Pero, Ƒexiste realmente la posibilidad de descubrir algo en el ciberespacio? Internet no hace más que simular un espacio mental libre, un espacio de libertad y descubrimiento. De hecho, sólo ofrece un espacio desmultiplicado, aunque convencional, donde el operador interactúa con elementos conocidos, sitios establecidos, códigos instituidos. Más allá de esos parámetros de investigación no existe nada.

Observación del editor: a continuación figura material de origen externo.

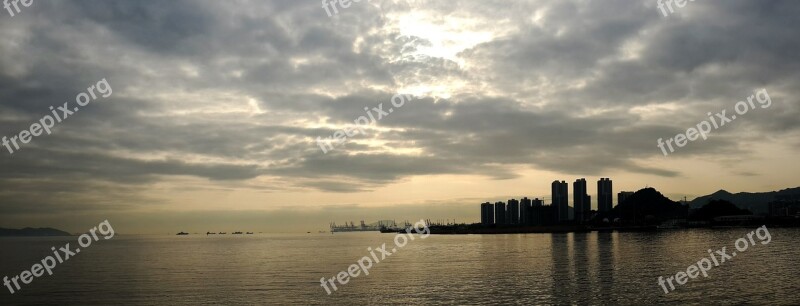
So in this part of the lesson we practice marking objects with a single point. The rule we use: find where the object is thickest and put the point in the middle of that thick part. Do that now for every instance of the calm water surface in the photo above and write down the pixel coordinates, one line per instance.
(591, 268)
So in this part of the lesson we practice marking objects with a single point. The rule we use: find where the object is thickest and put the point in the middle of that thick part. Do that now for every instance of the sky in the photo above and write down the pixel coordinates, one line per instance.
(216, 107)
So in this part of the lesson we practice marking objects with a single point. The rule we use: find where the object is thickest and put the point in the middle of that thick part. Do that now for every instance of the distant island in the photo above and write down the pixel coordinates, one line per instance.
(32, 232)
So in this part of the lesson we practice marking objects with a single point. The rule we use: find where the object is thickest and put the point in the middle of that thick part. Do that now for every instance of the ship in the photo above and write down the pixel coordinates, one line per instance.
(363, 227)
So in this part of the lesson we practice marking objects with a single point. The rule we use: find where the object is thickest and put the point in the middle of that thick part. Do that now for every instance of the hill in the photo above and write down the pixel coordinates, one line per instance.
(756, 202)
(649, 206)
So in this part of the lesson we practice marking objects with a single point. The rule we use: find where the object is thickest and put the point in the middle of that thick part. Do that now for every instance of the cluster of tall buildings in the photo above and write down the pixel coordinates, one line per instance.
(534, 212)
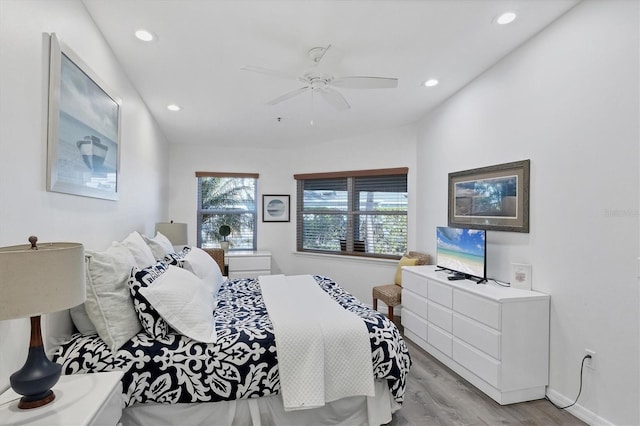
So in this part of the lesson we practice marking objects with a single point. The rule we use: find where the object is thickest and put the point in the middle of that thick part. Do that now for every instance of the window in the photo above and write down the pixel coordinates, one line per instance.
(227, 199)
(357, 213)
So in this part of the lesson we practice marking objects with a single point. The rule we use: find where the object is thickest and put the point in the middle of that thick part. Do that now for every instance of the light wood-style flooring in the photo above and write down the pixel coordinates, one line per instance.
(438, 396)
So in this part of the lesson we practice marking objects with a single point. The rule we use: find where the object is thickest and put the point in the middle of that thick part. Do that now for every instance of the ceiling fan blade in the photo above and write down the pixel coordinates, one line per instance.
(267, 71)
(334, 98)
(362, 82)
(288, 95)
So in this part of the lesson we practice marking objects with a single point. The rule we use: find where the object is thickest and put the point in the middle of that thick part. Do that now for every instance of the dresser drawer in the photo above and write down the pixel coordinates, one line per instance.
(488, 369)
(440, 316)
(484, 338)
(440, 293)
(249, 274)
(415, 283)
(414, 323)
(249, 263)
(414, 303)
(439, 339)
(478, 308)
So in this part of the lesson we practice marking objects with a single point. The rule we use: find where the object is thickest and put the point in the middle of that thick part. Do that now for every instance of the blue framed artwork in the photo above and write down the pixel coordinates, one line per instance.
(83, 128)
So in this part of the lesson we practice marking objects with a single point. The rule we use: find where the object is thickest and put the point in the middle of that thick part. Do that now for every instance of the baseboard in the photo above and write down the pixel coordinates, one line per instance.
(578, 410)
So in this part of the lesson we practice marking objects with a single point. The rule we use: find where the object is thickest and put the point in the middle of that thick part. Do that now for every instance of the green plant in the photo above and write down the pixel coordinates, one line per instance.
(225, 231)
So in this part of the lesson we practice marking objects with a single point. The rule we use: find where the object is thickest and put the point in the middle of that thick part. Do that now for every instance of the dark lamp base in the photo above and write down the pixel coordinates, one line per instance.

Cualquier pregunta es asignada a una respuesta anticipada. Uno es el interrogador automático al mismo tiempo que el contestador automático de la máquina. A la vez codificador y decodificador, de hecho nuestro propio terminal, nuestro propio corresponsal. Es eso el éxtasis de la comunicación. Ya no hay otro enfrente, ni tampoco destino final. El sistema gira así sin fin y sin finalidad. Y su única posibilidad es la de una reproducción y de una involución al infinito. De ahí el confortable vértigo de esa interacción electrónica e informática, similar al de una droga. Uno puede pasarse toda la vida en ella, sin discontinuidad. La droga misma no es más que el ejemplo perfecto de una interactividad enloquecida en un circuito cerrado.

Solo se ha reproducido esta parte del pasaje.